A maggio avevo scritto un post sul sapersi accontentare (qui). Avevo parlato saggiamente, ma ahimè, durante l'estate non mi sono comportato in accordo a quelle parole e l'ho fatto, ripetutamente, proprio di fronte all'ultima persona al mondo con cui avrei voluto commettere tale errore. Evidentemente quel post era frutto di una comprensione razionale, ma non profondamente interiorizzata.
Mi è arrivata allora una di quelle lezioni che si incidono nella coscienza come acido nella carne: a fondo.
E ho imparato. Non mi lamenterò mai più di non potere stare abbastanza con una persona o avere poco di qualcosa che mi rende felice. Perché ora so che può arrivare il giorno in cui rimpiangerò quel "poco" che ora sarebbe tanto, e mi pentirò di non esserne stato grato come avrei dovuto.
Perché non ci si accontenta?

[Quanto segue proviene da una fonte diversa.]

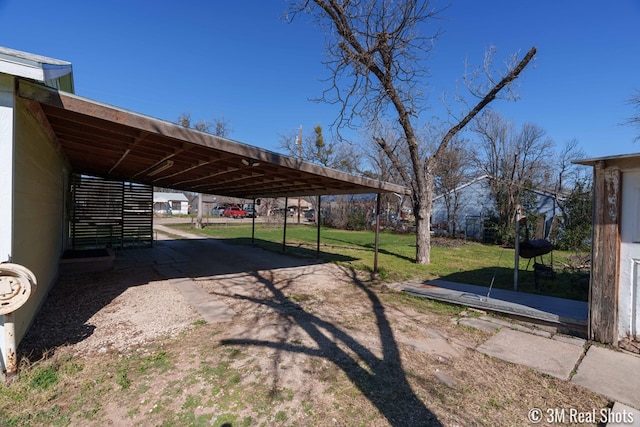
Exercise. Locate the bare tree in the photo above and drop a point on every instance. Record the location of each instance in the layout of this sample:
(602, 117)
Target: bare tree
(376, 55)
(516, 162)
(635, 119)
(452, 170)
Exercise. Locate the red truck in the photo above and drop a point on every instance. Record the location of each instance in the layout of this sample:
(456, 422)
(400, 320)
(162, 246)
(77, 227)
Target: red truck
(234, 212)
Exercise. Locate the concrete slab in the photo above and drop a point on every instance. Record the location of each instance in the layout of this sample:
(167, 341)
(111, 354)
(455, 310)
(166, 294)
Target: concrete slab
(548, 356)
(613, 374)
(211, 310)
(540, 307)
(623, 415)
(480, 324)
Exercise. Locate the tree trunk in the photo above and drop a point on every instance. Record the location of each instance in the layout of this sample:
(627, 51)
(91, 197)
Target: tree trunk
(422, 207)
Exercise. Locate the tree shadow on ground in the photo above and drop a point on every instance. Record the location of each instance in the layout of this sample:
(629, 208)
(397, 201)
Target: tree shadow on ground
(382, 381)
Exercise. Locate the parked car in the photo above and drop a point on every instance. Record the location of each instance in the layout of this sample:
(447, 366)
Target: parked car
(250, 213)
(234, 212)
(310, 215)
(218, 211)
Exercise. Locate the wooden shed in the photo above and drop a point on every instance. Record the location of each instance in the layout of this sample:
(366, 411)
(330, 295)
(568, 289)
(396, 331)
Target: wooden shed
(614, 294)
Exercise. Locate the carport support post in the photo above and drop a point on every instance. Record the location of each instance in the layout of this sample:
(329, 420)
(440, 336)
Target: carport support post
(286, 214)
(318, 226)
(253, 223)
(375, 251)
(516, 267)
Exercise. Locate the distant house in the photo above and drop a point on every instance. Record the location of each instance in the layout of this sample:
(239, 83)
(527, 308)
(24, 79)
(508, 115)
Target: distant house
(476, 204)
(170, 203)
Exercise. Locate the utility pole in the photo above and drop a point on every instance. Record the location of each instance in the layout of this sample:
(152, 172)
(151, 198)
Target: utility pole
(299, 144)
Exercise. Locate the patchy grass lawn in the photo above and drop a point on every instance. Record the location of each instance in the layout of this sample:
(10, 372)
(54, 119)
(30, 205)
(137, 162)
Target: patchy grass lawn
(454, 260)
(317, 347)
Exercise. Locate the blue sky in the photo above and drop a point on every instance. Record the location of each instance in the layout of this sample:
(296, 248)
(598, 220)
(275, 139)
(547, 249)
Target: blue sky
(239, 60)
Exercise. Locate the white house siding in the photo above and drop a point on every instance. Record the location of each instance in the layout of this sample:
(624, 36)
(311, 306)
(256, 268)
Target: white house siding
(629, 283)
(40, 180)
(6, 164)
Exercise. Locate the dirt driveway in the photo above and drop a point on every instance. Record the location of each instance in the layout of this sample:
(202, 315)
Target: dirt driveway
(310, 344)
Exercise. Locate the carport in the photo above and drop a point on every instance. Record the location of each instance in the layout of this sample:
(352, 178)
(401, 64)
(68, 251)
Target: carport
(117, 145)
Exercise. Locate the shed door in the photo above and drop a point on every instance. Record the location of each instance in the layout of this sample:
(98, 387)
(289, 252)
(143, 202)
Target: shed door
(629, 286)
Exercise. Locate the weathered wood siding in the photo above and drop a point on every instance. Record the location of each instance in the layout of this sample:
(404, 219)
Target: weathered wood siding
(603, 304)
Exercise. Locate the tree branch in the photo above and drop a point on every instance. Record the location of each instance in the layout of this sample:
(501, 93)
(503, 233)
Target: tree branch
(483, 103)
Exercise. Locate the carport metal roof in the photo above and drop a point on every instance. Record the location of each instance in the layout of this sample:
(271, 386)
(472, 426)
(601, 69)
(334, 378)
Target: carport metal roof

Perché proprio quando qualcuno o qualcosa ci rende felici, tendiamo a scivolare, spesso senza avvedercene, nell'errore di credere che la nostra felicità dipenda dalla presenza di quel qualcuno o qualcosa; dimenticando che l'unica vera felicità, forte e stabile, è quella data dal percepire la presenza attorno a noi della Divinità e tornare a compenetrarci in Essa.
C'è di bello inoltre che era da almeno cinque anni che non mi sentivo in cambiamento come mi sta succedendo ora, e a una tale velocità. E soprattutto che sento riaprirsi in me una finestrella che si affaccia su Dio. Perché se è vero che ho scritto un libro proprio attorno a una frase che recita "nessuno ha il potere di renderci felici o infelici: siamo noi stessi i soli responsabili della nostra felicità", mi avvedo ora che la nostra responsabilità sta in primis nel discernere l'unica e autentica Fonte di ogni felicità possibile.
Concludo con una parabola Sufi di Shaikh Muhammad Nazim al-Haqqani, molto in tema.
Una volta c’era un cavaliere. Mentre camminava trai suoi giardini, in compagnia del suo servitore vide un cocomero cresciuto nella sua vigna. Lo tagliò e ne assaggiò un pezzetto: trovando il primo pezzo amaro, lo sputò e lasciò il resto al suo servitore che ne disponesse come voleva. Ma invece di gettarlo via, lo mangiò tutto. Il cavaliere, stupito disse: “Come hai potuto mangiarlo, non era amaro?” Ora dalla risposta del servitore avrebbe ricavato una buona lezione: “Oh maestro mio, così tante volte ho mangiato le cose buone elargite dalle vostre mani generose, se una volta mi avete dato qualcosa d’amaro mi sono vergognato di buttarla via. Perciò l’ho mangiata.” Le parole di quel servitore contengono una lezione che può esser sufficiente per tutto il corso delle nostre vite, e servire come base per stabilire una relazione adeguata tra noi e il nostro Signore.